Adam: The usual. SUCH a big world, so many presents, and he does it all in one night? Also, how come a bunch of “elves” seem to make the same stuff as everyone else? With “Mattel” logos and whatnot?
me: And when did you stop believing & know the full 411?
Adam: I entrapped mom and dad.
me: Caught them in the act? Placing them under our… oh wait, we had no tree?
Adam: One evening after Christmas I started complaining to them about a broken toy. In truth, it might not have been broken.
me: ?And they mentioned a receipt?
The young Felber siblings at home
Adam: Mom said “All right, we’ll just have to take it back to the store where we got it.” I yelled “AHA!!”
me: KA-ZANG! Was Mike still a believer?
Adam: Mom laughed and yelled “Oh shit!” As I bolted up the stairs. I burst into our room and yelled. “Mike, there’s no Santa Claus! Come down!” At this point, even Mike was beginning to doubt, but we needed evidence.
me: But don’t you ever feel, like, as the holidays roll around and you have a kid… a need to do up Hanukkah as well? Even though we both know it’s a crap holiday?
Adam: I’m starting to wonder.
me: I mean, my boy started talking about Christmas in August.
Adam: I think Jews and X-mas presents — not as uncommon as you might think. It is definitely an “American” thing to me. But I don’t think I’d be doing Santa if I hadn’t married a Christian.
me: Could you just watch 12/25 roll around and not do it with your family…
Adam: No, that’d suck.
me: You’d miss it. I’d miss it. However guilty I feel about how sexy the holiday is compared to ours. I love hopping on the back of my spouse’s X-mas cycle…
Adam: But you and I both know Hanukkah is bullshit
me: I know it’s crap. Tell the cheap seats why it’s crap…
Adam: Well, we’re competing with the birth of the messiah, the living incarnation of God on Earth, who has been born to save mankind, right?
me: Oh yeah
Adam: And what do we Jews have to compete with that?
Adam: Fuel efficiency. They get God, we get a really nice value.
me: Ha! Don’t underestimate a bargain!
Adam: I mean, the savings are miraculous!
me: But we did still celebrate Hanukkah?.
Adam: We lit candles.
me: We lit candles. Said a prayer over them.
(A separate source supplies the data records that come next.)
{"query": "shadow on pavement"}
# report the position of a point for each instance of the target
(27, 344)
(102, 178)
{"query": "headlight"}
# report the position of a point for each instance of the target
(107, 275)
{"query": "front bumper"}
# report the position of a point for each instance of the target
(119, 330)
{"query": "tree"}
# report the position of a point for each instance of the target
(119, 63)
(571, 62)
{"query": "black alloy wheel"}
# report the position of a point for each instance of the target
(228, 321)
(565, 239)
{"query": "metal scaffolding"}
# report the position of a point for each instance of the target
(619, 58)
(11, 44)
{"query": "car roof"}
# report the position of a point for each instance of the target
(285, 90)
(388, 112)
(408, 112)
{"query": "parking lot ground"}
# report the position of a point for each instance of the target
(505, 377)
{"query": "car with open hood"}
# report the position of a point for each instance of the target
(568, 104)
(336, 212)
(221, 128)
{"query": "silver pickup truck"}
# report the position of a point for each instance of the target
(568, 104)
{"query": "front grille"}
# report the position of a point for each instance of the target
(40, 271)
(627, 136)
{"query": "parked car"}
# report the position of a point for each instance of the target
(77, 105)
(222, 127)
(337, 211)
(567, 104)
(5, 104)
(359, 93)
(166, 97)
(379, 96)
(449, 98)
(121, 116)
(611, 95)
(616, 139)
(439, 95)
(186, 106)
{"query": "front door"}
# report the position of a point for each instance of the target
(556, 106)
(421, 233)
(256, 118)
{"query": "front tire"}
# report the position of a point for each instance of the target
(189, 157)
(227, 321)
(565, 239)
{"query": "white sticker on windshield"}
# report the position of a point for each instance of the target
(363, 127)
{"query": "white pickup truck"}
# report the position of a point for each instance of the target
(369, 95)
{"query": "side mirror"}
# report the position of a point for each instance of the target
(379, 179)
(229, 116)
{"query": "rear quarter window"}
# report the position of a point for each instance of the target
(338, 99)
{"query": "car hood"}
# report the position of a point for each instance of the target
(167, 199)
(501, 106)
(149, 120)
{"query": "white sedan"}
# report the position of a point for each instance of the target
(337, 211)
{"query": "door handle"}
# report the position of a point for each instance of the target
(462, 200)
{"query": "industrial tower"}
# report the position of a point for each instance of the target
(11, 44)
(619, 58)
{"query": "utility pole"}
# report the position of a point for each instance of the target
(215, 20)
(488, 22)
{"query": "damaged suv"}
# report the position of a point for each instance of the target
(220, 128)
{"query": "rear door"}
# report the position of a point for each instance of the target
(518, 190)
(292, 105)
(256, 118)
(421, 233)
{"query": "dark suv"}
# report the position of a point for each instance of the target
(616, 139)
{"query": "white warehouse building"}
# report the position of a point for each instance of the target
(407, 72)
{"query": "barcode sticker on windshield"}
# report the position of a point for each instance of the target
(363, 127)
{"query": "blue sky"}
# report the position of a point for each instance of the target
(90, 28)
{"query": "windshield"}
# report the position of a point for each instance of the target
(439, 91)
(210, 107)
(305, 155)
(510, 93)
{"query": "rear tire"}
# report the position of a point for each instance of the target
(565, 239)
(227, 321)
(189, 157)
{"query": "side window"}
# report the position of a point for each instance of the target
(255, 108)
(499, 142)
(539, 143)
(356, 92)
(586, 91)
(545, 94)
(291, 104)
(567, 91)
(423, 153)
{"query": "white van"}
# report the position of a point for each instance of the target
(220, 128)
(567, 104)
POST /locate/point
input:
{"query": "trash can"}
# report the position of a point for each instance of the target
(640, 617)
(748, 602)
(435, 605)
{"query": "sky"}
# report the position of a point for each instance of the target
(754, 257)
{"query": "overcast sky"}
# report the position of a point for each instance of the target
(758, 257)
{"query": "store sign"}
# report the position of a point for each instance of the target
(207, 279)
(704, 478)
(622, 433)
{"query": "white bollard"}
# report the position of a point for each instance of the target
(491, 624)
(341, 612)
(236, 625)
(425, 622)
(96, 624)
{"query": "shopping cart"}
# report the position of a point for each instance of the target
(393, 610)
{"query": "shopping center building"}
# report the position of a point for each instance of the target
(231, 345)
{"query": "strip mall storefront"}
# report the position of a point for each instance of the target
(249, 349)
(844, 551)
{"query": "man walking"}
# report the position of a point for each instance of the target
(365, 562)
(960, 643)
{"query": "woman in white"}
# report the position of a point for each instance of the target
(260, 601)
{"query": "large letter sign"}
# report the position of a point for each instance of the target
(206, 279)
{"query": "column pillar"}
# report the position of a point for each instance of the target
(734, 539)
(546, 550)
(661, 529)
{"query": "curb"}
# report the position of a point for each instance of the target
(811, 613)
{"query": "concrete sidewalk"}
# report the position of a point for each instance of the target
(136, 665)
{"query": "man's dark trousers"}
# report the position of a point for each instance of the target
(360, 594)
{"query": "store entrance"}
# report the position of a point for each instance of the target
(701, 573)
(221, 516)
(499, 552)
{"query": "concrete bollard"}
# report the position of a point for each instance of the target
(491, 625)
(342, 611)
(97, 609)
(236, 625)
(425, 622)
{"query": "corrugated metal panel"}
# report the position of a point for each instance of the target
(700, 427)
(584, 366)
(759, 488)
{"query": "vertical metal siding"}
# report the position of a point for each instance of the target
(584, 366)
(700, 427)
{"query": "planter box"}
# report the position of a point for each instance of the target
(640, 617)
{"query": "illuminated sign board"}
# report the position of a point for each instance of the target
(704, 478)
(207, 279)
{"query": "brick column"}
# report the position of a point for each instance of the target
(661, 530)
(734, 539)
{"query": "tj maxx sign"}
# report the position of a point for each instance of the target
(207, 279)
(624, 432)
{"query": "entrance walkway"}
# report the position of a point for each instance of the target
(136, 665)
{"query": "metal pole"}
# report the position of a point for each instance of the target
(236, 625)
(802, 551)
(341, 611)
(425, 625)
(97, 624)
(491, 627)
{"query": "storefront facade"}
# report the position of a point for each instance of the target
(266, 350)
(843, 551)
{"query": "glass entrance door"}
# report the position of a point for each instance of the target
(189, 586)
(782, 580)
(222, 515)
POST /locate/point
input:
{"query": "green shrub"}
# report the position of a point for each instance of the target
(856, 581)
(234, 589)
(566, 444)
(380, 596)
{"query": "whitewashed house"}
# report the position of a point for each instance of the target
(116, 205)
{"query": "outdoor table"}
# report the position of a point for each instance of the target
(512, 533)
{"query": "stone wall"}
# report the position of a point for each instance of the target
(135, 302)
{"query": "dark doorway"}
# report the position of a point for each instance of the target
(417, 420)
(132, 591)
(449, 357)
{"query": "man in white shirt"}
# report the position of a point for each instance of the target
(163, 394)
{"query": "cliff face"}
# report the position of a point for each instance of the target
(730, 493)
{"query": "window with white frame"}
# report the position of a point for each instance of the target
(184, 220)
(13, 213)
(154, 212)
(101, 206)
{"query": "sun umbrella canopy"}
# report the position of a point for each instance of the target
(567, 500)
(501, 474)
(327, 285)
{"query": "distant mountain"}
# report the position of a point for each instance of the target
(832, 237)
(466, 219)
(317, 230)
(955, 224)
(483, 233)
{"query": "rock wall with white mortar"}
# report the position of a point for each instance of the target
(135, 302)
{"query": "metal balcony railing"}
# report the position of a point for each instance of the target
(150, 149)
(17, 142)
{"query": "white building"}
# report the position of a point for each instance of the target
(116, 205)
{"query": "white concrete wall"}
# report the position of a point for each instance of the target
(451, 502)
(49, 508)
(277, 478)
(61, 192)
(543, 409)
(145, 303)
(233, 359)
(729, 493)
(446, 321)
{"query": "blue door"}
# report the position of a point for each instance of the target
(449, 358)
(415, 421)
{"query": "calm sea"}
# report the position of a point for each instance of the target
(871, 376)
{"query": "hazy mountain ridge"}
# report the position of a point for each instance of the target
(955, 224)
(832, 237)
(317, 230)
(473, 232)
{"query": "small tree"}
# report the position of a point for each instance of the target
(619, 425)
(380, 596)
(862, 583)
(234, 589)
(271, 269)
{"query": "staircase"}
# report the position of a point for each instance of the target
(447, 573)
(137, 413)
And dreidel action.
Adam: Dreidels are pretty fun.
me: Wait, what? Dreidels are fun? You need to put the cap back on the Manaschevitz?
Adam: No – remember, I did several years of Hebrew school. Get several kids with their chocolate coins gathered around and screaming, with big winners and big losers… and you’ve got a party.
me: So, are you going to give play to Hanukkah this year?
Adam: Not sure about Hanukkah this year. You?
me: Yeah, I will?I’m guessing I’m going to haul out a dreidel?maybe light candles.
Adam: Sebastian will be getting Hannukah’d up in school. His pre-school (found and advocated by his Christian mommy) is at a temple.
me: So do you feel guilty about embracing Christmas? Because I do.
Adam: I don’t. Why do you?
me: Well because Hanukkah can’t compete… and seeing Hugo so excited about Christmas.
Adam: So were YOU
me: And there I am like, um, “look over here, here’s A FASCINATING CANDLE LIGHTING! And oh FYI, your grandparents were smoked by Hitler.”
Adam: Always with the Nazis!
me: Yeah but I felt SUPER GUILTY about Christmas once I realized we were frickin’ bizzaro Jews who did Christmas…As a kid, I felt the eyes of dead, blameless grandparents searing into me from above…
Adam: I’m not big on God. Or religion. So my allegiance is to our parents. And THEIR tradition, the one they made for us, was Christmas.
me: OK then. Maybe I’ll send you a dreidel this year so I can instill a sense of guilt in your kid…
Adam: Yeah, wish a happy Hanukkah to your uncircumcised kid for me.